If we don’t set a maximum rate, the burners will set high rate to reward themselves. This may not be as bad as it initially sounds, as I said in #34. It is similar to Proof of Burn, one of the better ways to distribute new shares/coins.
I would like to explain a little bit more why I like @benjamin ‘s suggestion most.
It is the simplest one. Shareholders vote to grant some NSR to an NSR address. That is it. Actions afterwards (purchase and burning) take place off-protocol.
It doesn’t introduce additional role and risk. Because of the need of dividend payout custodian, we have to and already have a group of people who can be trusted with sharholder’s fund, Just like KTM and jmiller. They can play this NBT burning custodian in the same way as they act as dividend payout custodian.
Just as I once submitted a LPC server first and paid later proposal, a NBT burning custordian surely can submitted a burn first and paid NSR later proposal.
4 . The NSR grant is a very useful tool in many other aspects. For example, many potential LPCs expressed they prefer awarded with NSR instead of NBT. We also can pay some Core developers with NSR.
It is indeed a very simple solution. So simple that it can be implemented in a few hours because the custodian system is already in place (we just have to allow NSR custodians and a way to burn currency that would affect the supply returned by getinfo). Also, as you said this is a generic solution that may serve other purposes, and implementing a more complex burning mechanism later would still be possible.
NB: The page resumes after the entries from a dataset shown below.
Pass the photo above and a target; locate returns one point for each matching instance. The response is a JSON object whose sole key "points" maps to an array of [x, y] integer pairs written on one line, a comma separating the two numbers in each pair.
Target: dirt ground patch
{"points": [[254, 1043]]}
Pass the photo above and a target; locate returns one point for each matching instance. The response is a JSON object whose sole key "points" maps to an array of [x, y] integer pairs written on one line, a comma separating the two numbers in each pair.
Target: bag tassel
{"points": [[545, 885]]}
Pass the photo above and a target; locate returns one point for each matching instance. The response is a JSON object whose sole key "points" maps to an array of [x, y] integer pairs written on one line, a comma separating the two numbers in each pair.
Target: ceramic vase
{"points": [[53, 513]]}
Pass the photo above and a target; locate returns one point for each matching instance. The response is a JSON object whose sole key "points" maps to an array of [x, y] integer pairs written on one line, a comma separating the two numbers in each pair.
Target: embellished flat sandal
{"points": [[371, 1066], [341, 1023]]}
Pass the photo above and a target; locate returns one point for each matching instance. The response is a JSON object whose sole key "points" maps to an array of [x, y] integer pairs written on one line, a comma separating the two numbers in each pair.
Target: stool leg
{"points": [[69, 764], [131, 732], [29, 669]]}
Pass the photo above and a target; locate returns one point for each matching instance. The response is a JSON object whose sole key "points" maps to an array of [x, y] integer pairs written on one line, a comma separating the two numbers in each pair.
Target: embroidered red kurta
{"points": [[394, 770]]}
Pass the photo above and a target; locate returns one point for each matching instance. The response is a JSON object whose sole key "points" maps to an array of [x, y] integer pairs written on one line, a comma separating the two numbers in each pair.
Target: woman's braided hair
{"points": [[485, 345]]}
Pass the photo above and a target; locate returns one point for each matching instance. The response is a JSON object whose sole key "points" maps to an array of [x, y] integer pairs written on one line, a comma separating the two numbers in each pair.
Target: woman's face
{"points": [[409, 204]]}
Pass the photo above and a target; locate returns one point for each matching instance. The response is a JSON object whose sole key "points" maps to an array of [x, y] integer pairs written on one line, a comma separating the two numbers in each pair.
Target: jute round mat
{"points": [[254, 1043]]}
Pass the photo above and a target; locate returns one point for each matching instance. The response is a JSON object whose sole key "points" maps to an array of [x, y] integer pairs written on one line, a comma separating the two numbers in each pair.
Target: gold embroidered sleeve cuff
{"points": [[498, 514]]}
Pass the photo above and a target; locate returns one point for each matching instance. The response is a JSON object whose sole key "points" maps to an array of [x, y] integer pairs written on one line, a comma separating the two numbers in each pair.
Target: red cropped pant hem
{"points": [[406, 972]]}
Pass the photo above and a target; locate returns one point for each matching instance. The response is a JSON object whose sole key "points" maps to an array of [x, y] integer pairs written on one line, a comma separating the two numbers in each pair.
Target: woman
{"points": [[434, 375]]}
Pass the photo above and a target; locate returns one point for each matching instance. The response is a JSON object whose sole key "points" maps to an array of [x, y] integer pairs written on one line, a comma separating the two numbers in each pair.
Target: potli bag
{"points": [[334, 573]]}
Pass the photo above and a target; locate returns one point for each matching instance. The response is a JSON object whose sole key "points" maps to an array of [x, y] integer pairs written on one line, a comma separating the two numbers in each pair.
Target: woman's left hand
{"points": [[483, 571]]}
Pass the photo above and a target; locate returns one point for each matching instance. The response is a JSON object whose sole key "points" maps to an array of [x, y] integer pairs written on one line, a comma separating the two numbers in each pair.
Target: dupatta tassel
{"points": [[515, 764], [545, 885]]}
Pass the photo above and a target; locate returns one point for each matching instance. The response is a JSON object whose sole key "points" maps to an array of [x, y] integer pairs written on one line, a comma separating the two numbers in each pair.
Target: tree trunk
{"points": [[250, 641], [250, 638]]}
It just adds even more human factors. Well maybe not. The bots coould be made to also have a “burn mode” – sell nushares for nubits to burn. So when needed, the bots get shares from blockchain-generated shares and get burning going automatically.
Still the burn amount and burn rate have to be voted. Are we back to where we started?
Then you have to require such custodians to be also good at trading. The idea with LPCs was that there will be many LPCs competing for an eventually simple bot-tending job. Requiring trading skills to trade on the market is quite different. More and more dependence and requirement on human factors just creep in.
The custodian could also just burn some NBT he already owns. For example he posts a proposal asking for X NSR while proving he owns Y NBT. As soon as the NSR are granted he burns the NBT.
It requires trust, but the simplicity of the solution makes it possible to have a burning mechanisms in the next release.
As a result of the discussion of the last couple days, I have come to believe the best solution is extremely simple: merely permit custodial grants of NSR. That’s all, on the protocol level. Currency burning is already possible via excess transaction fees or OP_RETURN.
Our network currently permits anyone to burn currency or shares if and only if they possess the private key. With this minor change, anyone can could create currency or shares if and only if approved by shareholders via custodial grant. It is elegant and very flexible, as the protocol should be.
There are quite a few scenarios where shareholders may wish to create NSR, and each requires different actions surrounding the NSR creation. I don’t have time to right now to articulate the details of different use cases, but it may be that NSR is to be given as compensation, or that NuBits need to be burned where that is our only currency product. It may be that burning is necessary because one of the many national currencies we peg to is hyperinflating and being abandoned or replaced by a different currency. We may require a trustless solution in one situation, while in another scenario extending trust makes sense.
There are many questions regarding the circumstances that will exist around the need to tap the value in the NuShare market cap, but one thing we do know is that the shareholders of the future will have much more information than we have today. So we ought to give them the most flexible tools we can and let them decide what to do.